PROPGEN's bug-finding capability is complementary to established functional testing tools: most bugs uncovered are outside their detection scope, attributable to a broader and more context-sensitive exploration enabled by generalized properties.
Implications and Future Directions
From a practical standpoint, PROPGEN reduces the human effort required for specification construction, promoting property-based testing adoption in continuous integration workflows. Theoretical implications extend to automated behavioral specification synthesis: the use of multimodal LLMs for contextual understanding, coupled with structured evidence abstraction, supports a scalable framework for property generation beyond mobile apps—potentially applicable to web GUI testing and automated documentation generation.

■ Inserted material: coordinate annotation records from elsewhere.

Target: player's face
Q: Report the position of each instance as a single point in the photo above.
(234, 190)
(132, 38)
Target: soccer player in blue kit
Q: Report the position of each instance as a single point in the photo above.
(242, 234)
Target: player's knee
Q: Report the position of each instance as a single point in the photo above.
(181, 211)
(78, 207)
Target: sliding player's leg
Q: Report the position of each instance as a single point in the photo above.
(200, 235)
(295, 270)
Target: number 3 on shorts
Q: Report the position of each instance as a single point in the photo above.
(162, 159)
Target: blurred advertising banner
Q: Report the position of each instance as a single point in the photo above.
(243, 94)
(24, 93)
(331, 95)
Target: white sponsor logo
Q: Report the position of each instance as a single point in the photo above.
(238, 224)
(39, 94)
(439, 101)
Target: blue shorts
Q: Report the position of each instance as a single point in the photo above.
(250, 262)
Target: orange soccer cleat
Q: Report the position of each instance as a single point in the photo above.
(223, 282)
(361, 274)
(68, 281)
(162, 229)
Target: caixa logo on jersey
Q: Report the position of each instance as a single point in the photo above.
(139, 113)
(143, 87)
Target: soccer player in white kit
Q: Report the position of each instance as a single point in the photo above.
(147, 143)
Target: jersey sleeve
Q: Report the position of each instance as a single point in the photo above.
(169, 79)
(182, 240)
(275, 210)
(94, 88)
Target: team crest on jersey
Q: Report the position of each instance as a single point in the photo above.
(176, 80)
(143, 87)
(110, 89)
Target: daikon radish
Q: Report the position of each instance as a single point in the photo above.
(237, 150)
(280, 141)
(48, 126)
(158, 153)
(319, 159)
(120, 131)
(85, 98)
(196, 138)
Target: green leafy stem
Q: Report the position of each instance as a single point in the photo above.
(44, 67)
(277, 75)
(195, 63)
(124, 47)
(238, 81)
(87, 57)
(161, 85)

Future developments may focus on incremental learning across app versions, reinforcement-driven exploration, integration of richer multimodal evidence, and extending property synthesis to cross-app or multi-platform behaviors. Challenges remain in scaling to highly dynamic or deeply nested UI contexts and minimizing LLM hallucination in non-standard GUIs.
Conclusion
PROPGEN expands the practical reach of property-based testing for mobile apps by automating the exploration, specification, and refinement of behavioral properties, validated through strong empirical performance and robustness to false positives (2604.13463). This LLM-based pipeline provides a scalable framework for specification-driven testing, capable of uncovering complex functional bugs missed by traditional approaches and poised to shape future methodologies in automated software verification.